Desk editor's note, referee report, simulated authors' rebuttal, and a circularity audit. Tearing a paper down is the easy half of reading it; the pith above is the substance, this is the friction.

Desk Editor's Note private letter to a colleague

Council Mode reports solid benchmark gains from its triage-parallel-synthesis pipeline, but the consensus model's own reliability is not independently checked.

read the letter

The main thing here is that the paper lays out a three-phase Council Mode pipeline—triage for query complexity, parallel calls to heterogeneous frontier LLMs, and a dedicated synthesis model that pulls out agreements, disagreements, and unique points—and claims a 35.9% relative hallucination drop on a 1,200-sample HaluEval slice plus a 7.8-point TruthfulQA gain over the best single model. They also show a 91.7% quality score on their MDR-500 benchmark and lower bias variance, with a straightforward 4.2x token cost note that flags it for high-stakes uses.

Referee Report

3 major / 2 minor

Summary. The manuscript proposes Council Mode, a heterogeneous multi-agent consensus framework for LLMs. Queries are dispatched in parallel to multiple frontier LLMs after intelligent triage for complexity; a dedicated consensus model then synthesizes the outputs by identifying agreements, disagreements, and unique findings. Under controlled no-web settings, the framework reports a 35.9% relative reduction in hallucination rates on a 1,200-sample HaluEval subset, a 7.8-point gain on TruthfulQA, a 10.2-point improvement on the MDR-500 Quality Score, and lower bias variance, at a 4.2x token-cost overhead relative to single-model inference.

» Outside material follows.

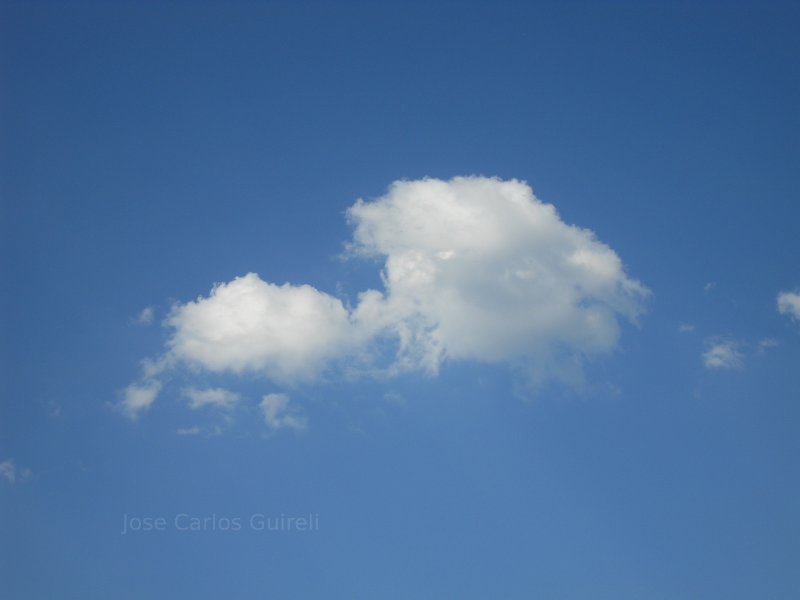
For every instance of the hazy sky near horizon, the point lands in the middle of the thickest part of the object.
(467, 300)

Significance. If the reported gains can be shown to arise from the consensus mechanism rather than from the choice of a stronger synthesis model, the work would offer a practical, if costly, direction for improving factual reliability in LLM deployments. The inclusion of a cost-effectiveness analysis and a multi-domain benchmark is helpful for assessing real-world applicability.

major comments (3)

[Abstract] Abstract: The central performance claims (35.9% hallucination reduction, 7.8-point TruthfulQA gain, 10.2-point MDR-500 improvement) are stated without any description of the consensus model's architecture, training data, prompt template, or independent error rate. This omission makes it impossible to determine whether the gains derive from the multi-agent structure or simply from invoking a stronger model for synthesis.
[Evaluation] Evaluation (implied in abstract): No ablation is reported that removes or replaces the synthesis step (e.g., majority vote, simple concatenation, or random selection among the same heterogeneous models). Without such controls, the contribution of the structured consensus phase cannot be isolated from model heterogeneity alone.
[Abstract] Abstract: The manuscript supplies no information on statistical testing, confidence intervals, or controls for confounds such as prompt sensitivity, model version drift, or sampling temperature. The 1,200-sample HaluEval subset and the curated MDR-500 benchmark are presented without justification of their representativeness or inter-annotator agreement for the rubric-based bias evaluation.

minor comments (2)

[Abstract] The phrase 'intelligent triage for query complexity' is introduced without a concrete description of the triage criteria or model used.
[Abstract] The 4.2x token-cost overhead is reported as a single scalar; a breakdown by phase (triage, parallel generation, synthesis) would aid reproducibility.

Simulated Author's Rebuttal

3 responses · 0 unresolved

We thank the referee for the constructive feedback, which identifies key areas to strengthen the clarity and validity of our claims. We respond to each major comment below and will incorporate revisions to address the concerns raised.

read point-by-point responses

Referee: [Abstract] Abstract: The central performance claims (35.9% hallucination reduction, 7.8-point TruthfulQA gain, 10.2-point MDR-500 improvement) are stated without any description of the consensus model's architecture, training data, prompt template, or independent error rate. This omission makes it impossible to determine whether the gains derive from the multi-agent structure or simply from invoking a stronger model for synthesis.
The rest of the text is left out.